Georges Duboeuf, la figure du Beaujolais Nouveau

Georges Duboeuf, la figure du Beaujolais Nouveau

C'est le marronnier de novembre, l'événement dont on parle toujours en ce mois pauvre en animations. L'été est déjà loin et les fêtes de Noël pas vraiment encore là : le Beaujolais Nouveau arrive et tombe à pic pour donner un peu de chaleur dans cette période de fraîcheur et de morosité. Et cet événement qui rapproche soudainement les gens entre eux, on le doit aux efforts d'une profession et particulièrement à un de ses hommes : Georges Duboeuf.

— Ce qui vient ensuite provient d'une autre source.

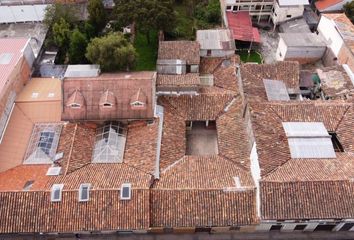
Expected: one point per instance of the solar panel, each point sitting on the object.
(276, 90)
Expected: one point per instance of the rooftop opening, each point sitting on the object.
(336, 143)
(110, 143)
(28, 185)
(308, 140)
(84, 192)
(126, 191)
(5, 58)
(56, 192)
(201, 138)
(43, 144)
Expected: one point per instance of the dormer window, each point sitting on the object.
(56, 192)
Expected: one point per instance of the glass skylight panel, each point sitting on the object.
(308, 140)
(84, 192)
(43, 144)
(276, 90)
(110, 144)
(125, 191)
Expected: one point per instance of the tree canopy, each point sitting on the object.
(97, 14)
(146, 14)
(77, 48)
(349, 10)
(113, 52)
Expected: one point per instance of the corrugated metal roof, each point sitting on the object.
(309, 140)
(219, 39)
(86, 70)
(293, 2)
(276, 90)
(311, 148)
(13, 47)
(305, 129)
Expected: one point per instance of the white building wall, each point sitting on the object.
(281, 51)
(282, 14)
(22, 13)
(327, 29)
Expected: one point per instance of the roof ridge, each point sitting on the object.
(71, 149)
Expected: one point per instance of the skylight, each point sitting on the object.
(110, 144)
(56, 192)
(84, 192)
(276, 90)
(125, 191)
(43, 144)
(308, 140)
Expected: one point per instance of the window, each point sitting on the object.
(126, 191)
(308, 140)
(28, 185)
(110, 143)
(275, 227)
(56, 192)
(300, 227)
(43, 144)
(84, 192)
(336, 143)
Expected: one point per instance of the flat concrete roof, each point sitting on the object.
(302, 40)
(35, 31)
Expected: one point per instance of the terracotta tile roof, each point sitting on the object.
(323, 4)
(124, 86)
(185, 208)
(227, 125)
(198, 108)
(307, 200)
(344, 26)
(267, 126)
(34, 212)
(191, 193)
(182, 50)
(189, 79)
(253, 75)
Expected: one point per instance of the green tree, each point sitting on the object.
(112, 52)
(61, 33)
(57, 11)
(97, 14)
(349, 10)
(77, 48)
(148, 15)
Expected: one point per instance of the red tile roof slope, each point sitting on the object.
(241, 28)
(124, 86)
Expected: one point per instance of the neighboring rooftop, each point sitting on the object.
(215, 39)
(302, 40)
(182, 50)
(36, 32)
(344, 26)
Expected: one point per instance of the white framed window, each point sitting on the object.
(84, 192)
(56, 192)
(126, 191)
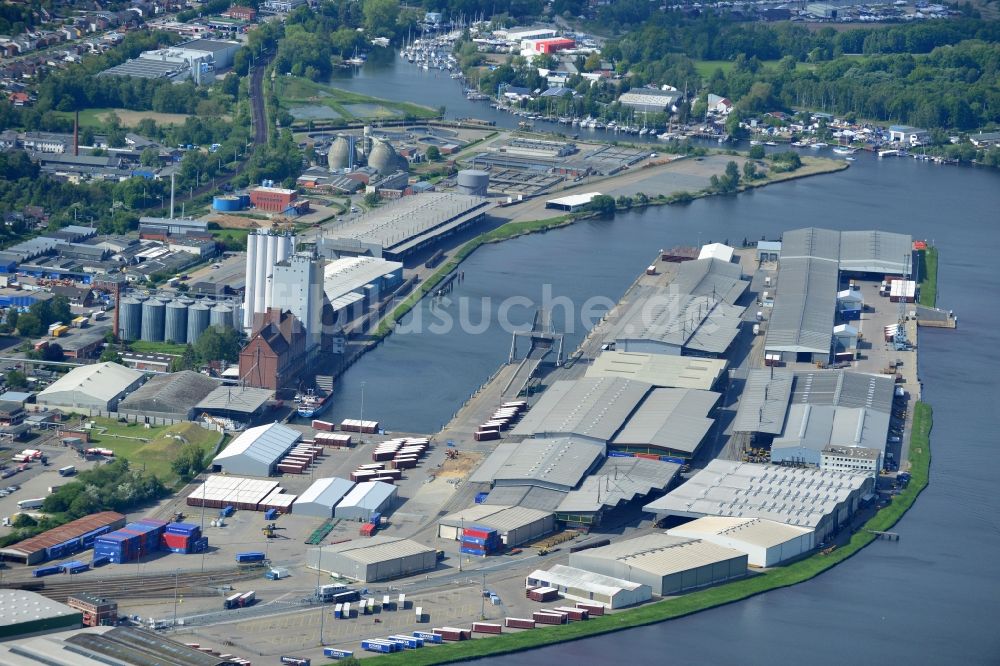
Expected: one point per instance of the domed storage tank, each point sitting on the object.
(473, 181)
(198, 320)
(175, 329)
(153, 320)
(222, 316)
(130, 319)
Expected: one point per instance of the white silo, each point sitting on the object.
(250, 282)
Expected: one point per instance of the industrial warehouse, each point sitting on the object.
(375, 559)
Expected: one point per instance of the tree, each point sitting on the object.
(189, 462)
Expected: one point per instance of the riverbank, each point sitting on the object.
(695, 602)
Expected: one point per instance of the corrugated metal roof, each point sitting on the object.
(589, 407)
(565, 576)
(378, 548)
(659, 369)
(101, 381)
(661, 554)
(265, 444)
(666, 316)
(711, 277)
(752, 531)
(368, 495)
(801, 496)
(618, 480)
(670, 418)
(556, 463)
(502, 518)
(804, 307)
(764, 401)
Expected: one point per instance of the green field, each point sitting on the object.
(295, 91)
(792, 574)
(153, 448)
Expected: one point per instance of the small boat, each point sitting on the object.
(311, 403)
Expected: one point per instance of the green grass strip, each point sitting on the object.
(928, 286)
(792, 574)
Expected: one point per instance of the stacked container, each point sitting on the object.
(480, 541)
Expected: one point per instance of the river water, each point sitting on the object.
(930, 598)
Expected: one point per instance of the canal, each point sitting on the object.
(929, 598)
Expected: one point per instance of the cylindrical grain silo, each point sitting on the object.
(198, 321)
(249, 282)
(175, 329)
(222, 316)
(130, 319)
(473, 181)
(153, 320)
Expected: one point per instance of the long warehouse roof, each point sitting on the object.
(659, 369)
(670, 418)
(801, 496)
(590, 407)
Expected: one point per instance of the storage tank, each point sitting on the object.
(130, 319)
(222, 316)
(473, 181)
(175, 329)
(227, 203)
(153, 319)
(198, 320)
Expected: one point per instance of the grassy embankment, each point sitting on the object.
(928, 286)
(698, 601)
(152, 448)
(295, 91)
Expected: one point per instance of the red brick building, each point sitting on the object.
(272, 199)
(276, 354)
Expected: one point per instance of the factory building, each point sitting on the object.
(581, 585)
(24, 613)
(669, 565)
(375, 559)
(365, 499)
(264, 250)
(320, 498)
(686, 372)
(257, 450)
(396, 230)
(766, 543)
(170, 396)
(98, 387)
(821, 500)
(669, 422)
(298, 288)
(42, 547)
(660, 320)
(516, 525)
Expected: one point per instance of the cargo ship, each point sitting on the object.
(312, 403)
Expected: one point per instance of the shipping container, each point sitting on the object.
(337, 653)
(549, 618)
(486, 628)
(453, 633)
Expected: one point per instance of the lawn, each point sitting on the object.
(145, 347)
(295, 91)
(792, 574)
(153, 448)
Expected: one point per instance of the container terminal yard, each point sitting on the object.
(738, 409)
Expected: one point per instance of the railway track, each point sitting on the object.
(135, 587)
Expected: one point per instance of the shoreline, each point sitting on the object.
(517, 228)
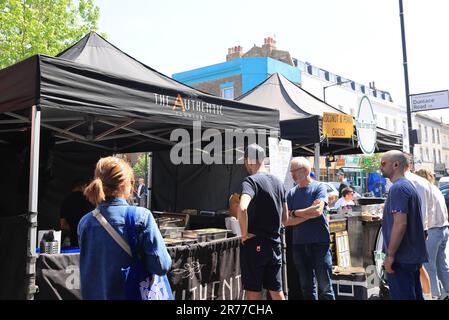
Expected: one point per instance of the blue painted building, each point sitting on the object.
(241, 72)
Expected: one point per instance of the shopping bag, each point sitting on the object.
(139, 285)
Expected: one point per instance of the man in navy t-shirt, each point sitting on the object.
(311, 239)
(261, 210)
(402, 231)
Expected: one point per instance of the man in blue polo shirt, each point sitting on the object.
(402, 231)
(261, 210)
(311, 239)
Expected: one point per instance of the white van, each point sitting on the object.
(443, 181)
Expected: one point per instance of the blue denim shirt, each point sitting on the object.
(101, 258)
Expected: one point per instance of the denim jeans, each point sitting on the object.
(314, 264)
(437, 266)
(405, 283)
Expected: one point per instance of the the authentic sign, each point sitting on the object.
(337, 125)
(429, 101)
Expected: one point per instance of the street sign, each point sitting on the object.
(429, 101)
(337, 125)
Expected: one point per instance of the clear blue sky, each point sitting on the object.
(358, 39)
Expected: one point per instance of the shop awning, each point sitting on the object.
(301, 118)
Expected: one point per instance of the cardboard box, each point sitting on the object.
(350, 283)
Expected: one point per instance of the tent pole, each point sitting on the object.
(32, 202)
(317, 161)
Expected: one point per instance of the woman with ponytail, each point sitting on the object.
(101, 257)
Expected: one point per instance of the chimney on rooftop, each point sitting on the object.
(234, 53)
(269, 44)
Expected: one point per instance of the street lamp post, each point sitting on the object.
(407, 93)
(334, 84)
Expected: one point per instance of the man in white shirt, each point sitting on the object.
(438, 236)
(424, 189)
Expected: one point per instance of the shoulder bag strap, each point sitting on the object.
(130, 225)
(114, 234)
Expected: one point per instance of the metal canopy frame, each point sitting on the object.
(67, 135)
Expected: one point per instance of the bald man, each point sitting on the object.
(402, 230)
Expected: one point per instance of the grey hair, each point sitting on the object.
(254, 153)
(401, 157)
(301, 162)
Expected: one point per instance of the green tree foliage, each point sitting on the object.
(370, 163)
(139, 167)
(28, 27)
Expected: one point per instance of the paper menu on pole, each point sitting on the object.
(280, 156)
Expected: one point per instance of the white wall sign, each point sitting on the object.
(429, 101)
(366, 126)
(280, 156)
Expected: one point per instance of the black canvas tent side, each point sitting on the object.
(95, 99)
(301, 119)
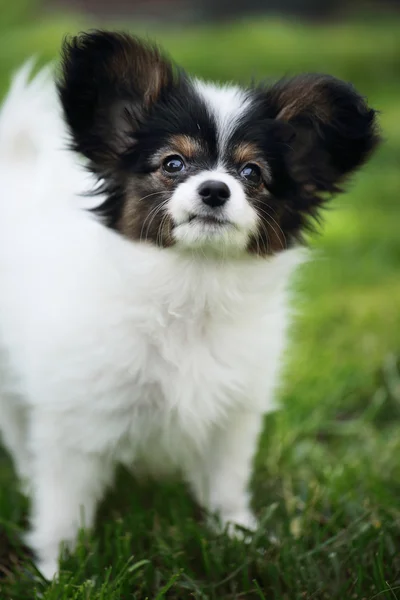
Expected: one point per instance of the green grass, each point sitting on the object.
(327, 478)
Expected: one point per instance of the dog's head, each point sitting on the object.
(196, 165)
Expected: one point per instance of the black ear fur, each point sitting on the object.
(108, 83)
(334, 129)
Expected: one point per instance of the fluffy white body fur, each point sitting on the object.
(117, 351)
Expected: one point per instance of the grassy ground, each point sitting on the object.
(327, 480)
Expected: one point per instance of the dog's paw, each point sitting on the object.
(48, 568)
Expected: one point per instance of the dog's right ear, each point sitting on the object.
(109, 82)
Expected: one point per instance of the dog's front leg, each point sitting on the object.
(67, 485)
(221, 479)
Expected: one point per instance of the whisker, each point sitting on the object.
(152, 194)
(269, 216)
(152, 214)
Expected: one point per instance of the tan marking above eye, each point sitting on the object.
(185, 145)
(246, 152)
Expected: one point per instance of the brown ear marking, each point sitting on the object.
(108, 81)
(135, 59)
(304, 94)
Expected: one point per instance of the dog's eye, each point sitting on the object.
(173, 164)
(252, 173)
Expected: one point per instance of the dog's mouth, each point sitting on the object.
(209, 220)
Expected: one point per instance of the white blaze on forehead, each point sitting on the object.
(227, 104)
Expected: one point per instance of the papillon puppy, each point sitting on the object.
(149, 225)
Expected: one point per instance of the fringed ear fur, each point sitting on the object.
(334, 129)
(108, 83)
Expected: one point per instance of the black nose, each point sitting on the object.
(214, 193)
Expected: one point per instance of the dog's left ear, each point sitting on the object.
(109, 82)
(334, 131)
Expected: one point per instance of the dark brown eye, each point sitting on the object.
(252, 173)
(173, 164)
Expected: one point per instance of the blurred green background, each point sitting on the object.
(328, 472)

Le Beaujolais Nouveau, un amour vache.

“Il a le goût de banane cette année, alors” ? Implacablement, à l'approche de la date du lancement du premier vin de l'année, toute personne possédant des racines ou de simples accointances avec le Beaujolais entend cette phrase. De bonne guerre, qui aime bien châtie bien, parait-il ! Et puis, n'oublions pas que nous sommes en France : en terres gauloises nous prenons toujours plaisir à faire tomber nos statues, surtout si celles-ci sont enviées dans le monde entier. Aujourd'hui, le Beaujolais Nouveau s'exporte aussi bien qu'il se dénigre dans l'hexagone. Pour le meilleur et pour le pire.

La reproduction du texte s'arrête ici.